Don't Just Plug in Last Year's Plan

Joe Pulizzi

No one seems exactly sure when, but shoelaces became popular sometime in the 20th century to better tighten shoes, replacing buckles and buttons.

Shoelaces are odd to me. The technology exists today that we can manufacture any type of shoe, dress, casual or sport, without the need for shoelaces. There is no need to tighten shoes, because the shoe itself can loosen or tighten, depending upon the need.

But, millions of us still purchase and wear shoes with shoelaces. This is partly because of what our personal preferences are and partly because of what is available (and at the right price).

But mostly, we purchase shoes based on what we had before. We like shoes we are used to. We can handle a little change, but not too much. The same goes for our marketing plans.

Do you know what the single biggest indicator of what will be in our marketing plans for 2010 or the next year or the year after? What you did the previous year.

And, you have a lot working to make sure things stay the same:

• Your agency and marketing partners don’t like change very much. They will convince you to tweak, but not radically change.

• A new plan means new convincing to higher ups. Very challenging.

• Finding new experts and partners takes time and resources.

• The eternal thinking that buying IBM (insert tactic) never gets you fired (but in today’s world, I wouldn’t be so sure).

I’ve been in four companies in the last month where we were doing a mini-content audit (going through what was working and what isn’t working in their content strategies). At every company, we came to a marketing tactic - an e-newsletter, a white paper program, a pr schedule, etc., where I asked what it was and why they were doing it.

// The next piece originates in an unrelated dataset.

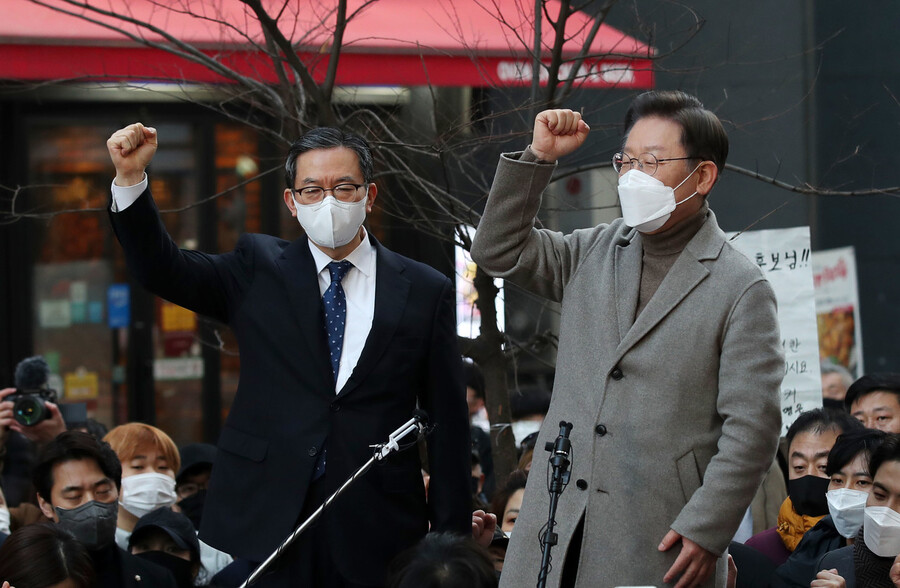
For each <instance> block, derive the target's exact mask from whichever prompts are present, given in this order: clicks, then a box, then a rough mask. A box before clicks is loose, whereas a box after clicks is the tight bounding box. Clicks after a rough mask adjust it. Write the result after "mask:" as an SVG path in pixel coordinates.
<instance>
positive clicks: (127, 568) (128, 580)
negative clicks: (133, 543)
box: [91, 543, 177, 588]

The answer: because we did it last year, but not sure exactly what it’s doing.

What are your marketing shoelaces? What are those things that you are doing because you did them last year, or because that’s what your company is used to doing?

Make the promise to start fresh this year. Focus on what’s working and what you can measure. Focus on listening to your customers and stop listening to those people in your company that want to keep things exactly as they are.

Try some new shoes ... you’ll be surprised at the outcome.